Согласно эмпирическим исследованиям, личностные ресурсы могут ограничить развитие как буллинга, так и кибербуллинга.
Школьные психологи заинтересованы в определении личностных качеств учащихся, через которые можно корректировать агрессивное поведение в Интернете с помощью создания профилактических и развивающих программ.
За последнее десятилетие проведено много эмпирических исследований и выявлено много достоверных предикторов традиционного буллинга.

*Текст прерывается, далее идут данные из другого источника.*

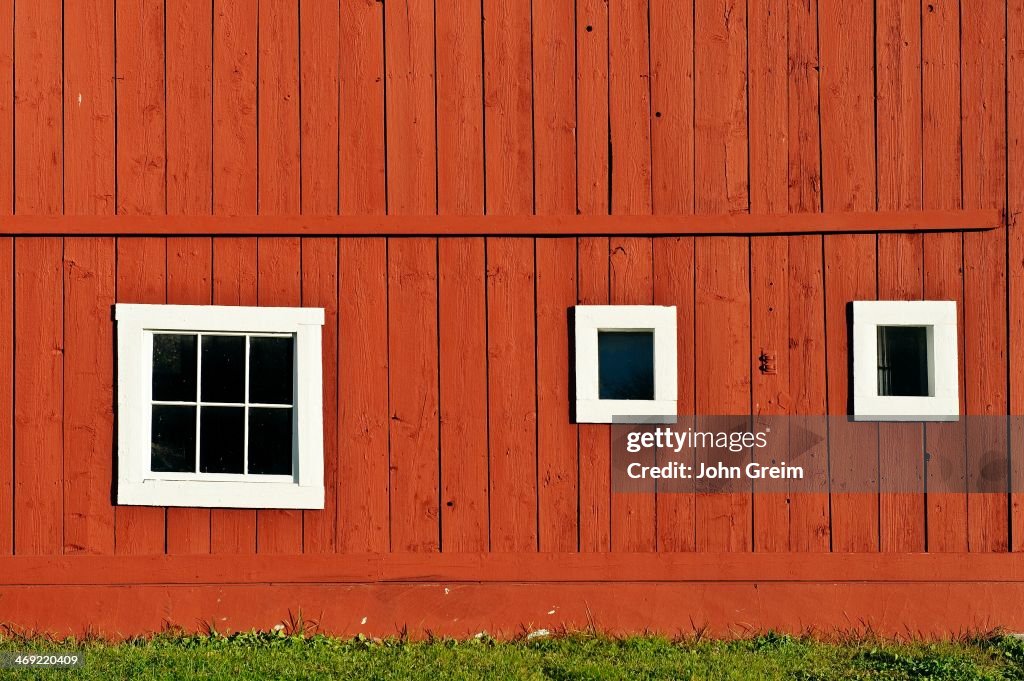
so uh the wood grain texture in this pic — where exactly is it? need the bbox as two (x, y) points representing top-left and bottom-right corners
(166, 0), (213, 216)
(532, 0), (575, 216)
(299, 0), (339, 215)
(64, 0), (115, 214)
(115, 0), (166, 215)
(487, 238), (537, 551)
(0, 239), (11, 555)
(962, 0), (1009, 553)
(14, 0), (61, 214)
(337, 238), (390, 552)
(0, 0), (12, 215)
(14, 239), (63, 555)
(438, 238), (489, 552)
(483, 0), (533, 215)
(387, 238), (440, 552)
(258, 0), (300, 215)
(1009, 0), (1024, 552)
(213, 0), (258, 215)
(114, 238), (167, 555)
(535, 238), (577, 551)
(339, 0), (386, 214)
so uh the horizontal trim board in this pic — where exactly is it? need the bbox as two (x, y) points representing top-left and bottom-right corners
(5, 552), (1024, 585)
(3, 582), (1024, 638)
(0, 209), (1000, 236)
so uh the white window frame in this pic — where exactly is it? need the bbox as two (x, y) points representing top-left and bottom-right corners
(852, 300), (959, 422)
(115, 303), (325, 509)
(574, 305), (677, 423)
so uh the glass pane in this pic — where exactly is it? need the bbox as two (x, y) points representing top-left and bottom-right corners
(248, 407), (293, 475)
(151, 405), (196, 472)
(877, 326), (930, 397)
(152, 334), (197, 401)
(200, 335), (246, 403)
(199, 406), (245, 474)
(598, 331), (655, 400)
(249, 336), (294, 405)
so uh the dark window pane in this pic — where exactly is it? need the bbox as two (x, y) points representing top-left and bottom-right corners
(151, 405), (196, 472)
(152, 334), (197, 401)
(598, 331), (655, 400)
(199, 406), (245, 473)
(248, 407), (293, 475)
(249, 336), (294, 405)
(201, 335), (246, 403)
(877, 326), (930, 397)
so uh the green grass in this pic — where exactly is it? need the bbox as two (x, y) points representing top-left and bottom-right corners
(0, 629), (1022, 680)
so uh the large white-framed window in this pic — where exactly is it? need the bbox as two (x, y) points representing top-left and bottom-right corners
(115, 304), (325, 509)
(852, 300), (959, 422)
(574, 305), (677, 423)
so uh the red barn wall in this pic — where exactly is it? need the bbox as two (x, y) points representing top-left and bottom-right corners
(0, 0), (1022, 635)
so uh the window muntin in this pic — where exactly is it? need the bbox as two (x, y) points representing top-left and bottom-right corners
(148, 332), (294, 479)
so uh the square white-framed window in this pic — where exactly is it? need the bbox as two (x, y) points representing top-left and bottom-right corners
(574, 305), (677, 423)
(115, 303), (325, 509)
(852, 300), (959, 422)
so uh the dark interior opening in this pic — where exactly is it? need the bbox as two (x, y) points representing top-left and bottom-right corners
(877, 325), (930, 397)
(598, 330), (655, 400)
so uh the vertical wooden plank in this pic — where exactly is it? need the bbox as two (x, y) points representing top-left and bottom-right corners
(0, 239), (11, 556)
(0, 0), (12, 217)
(164, 0), (214, 556)
(258, 0), (300, 214)
(300, 0), (339, 215)
(438, 238), (488, 552)
(115, 0), (166, 215)
(115, 238), (167, 554)
(62, 0), (115, 556)
(483, 0), (533, 215)
(339, 0), (386, 213)
(384, 0), (435, 214)
(164, 238), (213, 554)
(748, 0), (789, 552)
(876, 0), (925, 553)
(535, 239), (577, 552)
(1009, 0), (1024, 552)
(533, 0), (577, 552)
(213, 0), (257, 215)
(650, 0), (695, 552)
(388, 238), (440, 552)
(210, 237), (258, 553)
(337, 238), (390, 552)
(819, 0), (878, 552)
(436, 0), (483, 214)
(166, 0), (213, 215)
(256, 237), (303, 553)
(13, 239), (63, 555)
(14, 0), (61, 214)
(694, 0), (750, 552)
(962, 0), (1008, 552)
(64, 0), (115, 214)
(694, 0), (748, 214)
(487, 238), (537, 551)
(435, 0), (488, 553)
(301, 238), (338, 553)
(576, 0), (610, 553)
(63, 239), (116, 555)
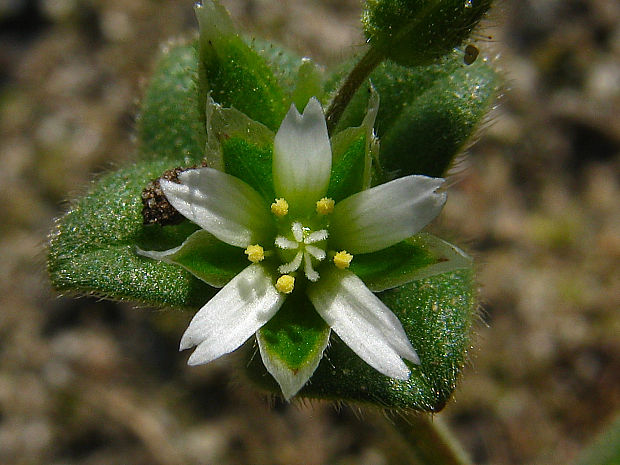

В работах Д. Патчина и С. Хиндуды [Patchin, 2006], Р. Ковальски [Kowalski R.M, 2014], М. Ван Гила [Van Geel, 2014], Э. Мицопулу и Т. Джовазолии [Mitsopoulou], Л. Чена, С. Хо и М.Лвина [Chen, 2017] и Ф. Башира [Bashir Shaikh, 2020] представлены метаанализы исследований предикторов буллинга.
В качестве личностных предикторов буллинга наиболее изучены черты пятифакторной модели личности (Big Fife personality): экстраверсия, доброжелательность, добросовестность, нейротизм и открытость опыту.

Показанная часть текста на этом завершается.